Not my dress! That thing cost $2000 and now it was ruined with a big cumstain right on my left breast. I pulled on the fabric to see the damage, completely forgetting about Ryder’s exploding penis.
I guess I thought he wouldn’t keep cumming when I let go. Or maybe I was too distracted by what happened to my dress. Either way, his cock didn’t care. Pro tip, ladies (or gentlemen, if you’re into this sorta thing) - when you let go of a penis mid-orgasm, the force of the cumshot makes it shoot way higher than you’d expect. It’s like when a really weak guy tries to use a firehose in a cartoon. I experienced it firsthand as Ryder’s unrestrained cock blasted cum all over my chin and up onto my forehead, narrowly missing my eyes.
At that point I should have moved out of the way, but apparently I thought it would be better to catch the rest of it in my mouth. I wasn’t fast enough though, so his fourth and final shot mostly went all over my chin and neck.
Fantastic. At least I could take solace in the fact that Ryder hadn’t seen me completely botch the end of his blowjob.
Jus
t then I heard the exhibit doors open. The docent’s voice filled the room.
Shit, shit, shit! It was fun almost getting caught. But I’d literally die from embarrassment if they saw me. It would be worse than incident #2…when I’d raped Dr. Lyons. Oh God…did I just mouth rape Ryder? No…he definitely wanted it. And he’d been totally asking for it by putting his cock in that painting. So that knocked this down to somewhere near incident #3 status…the elevator curtsey incident. Nope, it was worse than that. Because I was covered in cum. Screw my life! I searched the room for a good hiding spot. But there wasn’t much. Unless I wanted to hide amongst the erect terracotta soldiers or duck behind a 6-foot penis sculpture, my only hope was to make a run for the emergency exit. I hiked up the bottom of my dress and sprinted toward the doors.

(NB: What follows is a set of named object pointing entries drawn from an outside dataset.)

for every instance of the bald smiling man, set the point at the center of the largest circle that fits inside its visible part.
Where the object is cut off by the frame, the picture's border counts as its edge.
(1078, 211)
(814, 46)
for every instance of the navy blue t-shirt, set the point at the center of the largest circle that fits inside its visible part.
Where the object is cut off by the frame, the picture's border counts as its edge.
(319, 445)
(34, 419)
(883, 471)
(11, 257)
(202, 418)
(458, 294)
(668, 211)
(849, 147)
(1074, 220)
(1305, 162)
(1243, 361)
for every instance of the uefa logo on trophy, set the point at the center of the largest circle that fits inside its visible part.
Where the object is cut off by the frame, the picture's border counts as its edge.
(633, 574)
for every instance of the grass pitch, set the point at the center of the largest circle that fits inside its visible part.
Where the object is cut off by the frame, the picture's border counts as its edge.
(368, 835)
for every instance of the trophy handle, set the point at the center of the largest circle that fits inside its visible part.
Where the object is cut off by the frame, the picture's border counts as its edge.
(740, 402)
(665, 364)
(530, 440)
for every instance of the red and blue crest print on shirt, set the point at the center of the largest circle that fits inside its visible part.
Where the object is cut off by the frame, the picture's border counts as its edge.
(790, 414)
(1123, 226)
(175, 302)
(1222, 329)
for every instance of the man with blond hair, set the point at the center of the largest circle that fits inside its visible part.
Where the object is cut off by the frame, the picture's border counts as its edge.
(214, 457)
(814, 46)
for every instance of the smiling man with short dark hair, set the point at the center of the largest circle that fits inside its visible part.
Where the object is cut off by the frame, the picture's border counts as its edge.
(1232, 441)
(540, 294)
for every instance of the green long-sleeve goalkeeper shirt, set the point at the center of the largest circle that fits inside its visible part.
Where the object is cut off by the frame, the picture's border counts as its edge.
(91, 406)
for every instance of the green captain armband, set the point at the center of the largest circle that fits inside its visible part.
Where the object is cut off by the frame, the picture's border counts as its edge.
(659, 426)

And I somehow made it out just in time. I think. I hadn’t heard anyone laughing or anything. But they were members of the Society, so they’d probably seen worse. I looked over my shoulder to make sure they weren’t following me for a gangbang. By some miracle, they weren’t. And there was a bathroom just around the corner. It was my lucky night. Or Ryders, if you know what I mean. #HorseFacts. Damn it! I hate hashtags! They’re so hard! But he had been hung like a horse…
My phone buzzed just as I walked into the bathroom.
Ryder: Sorry, had to run. Major crisis at one of my factories. I’ll explain tomorrow.
How rude. First he hid behind a painting for our first sexual encounter, and then he left without even saying thank you? Blowing him was supposed to make him fall in love with me, not make him run away. Why did I have to be crushing on the weirdest billionaire in the world?
And more importantly, how awkward was work going to be tomorrow?
Chapter 37 - So Much Awkward
Wednesday
It was absolutely impossible to focus on work the next morning. Chastity kept trying to get more details about what I had done to Ryder, while all I could think about was when Ryder was going to get to work. It was almost noon and there was still no sign of him.